At-will employment is believed by many employers to allow them the ability to terminate an employee for any reason or no-reason at all, except for a discriminatory reason. We advise our clients to make “at-will” employment status very clear in job offers and in employee handbooks. This prevents an “at-will” employee from believing a contract has been established which guarantees continued employment.

The fallacy of “at-will” employment is that if employers do terminate an employee without notifying them of the legitimate reasons for termination, the employee is free to make-up a reason. This may be in the form of a discrimination claim, sexual harassment claim, wage and hour claim etc.

Truth and honesty with employees is always the best course of action for any employer.
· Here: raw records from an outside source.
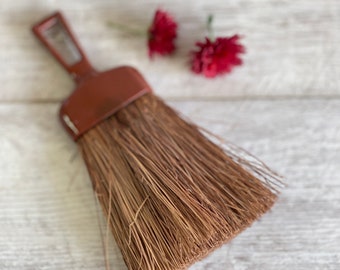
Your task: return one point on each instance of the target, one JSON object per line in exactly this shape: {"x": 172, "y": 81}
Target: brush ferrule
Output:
{"x": 100, "y": 96}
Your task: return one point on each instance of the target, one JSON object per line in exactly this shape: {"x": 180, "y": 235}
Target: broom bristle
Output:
{"x": 170, "y": 193}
Additionally, using good business practices which include accurate performance evaluations, coaching, counseling, fair and reasonable discipline, and providing training opportunities to employees is important. Clear communication of employee expectations is also essential for every employer, as is documenting an employee’s work record. It has been my experience that employees who have been put on notice of work expectations, been treated fairly, and given an opportunity to make necessary changes, are less likely to challenge termination decisions.

The notion of at-will employment is really deceptive. A better course of action for employers is to follow the golden rule, “Treat others, like you want to be treated yourself.” It is one way to reduce legal bills, and avoid some of the costly challenges to employment termination decisions.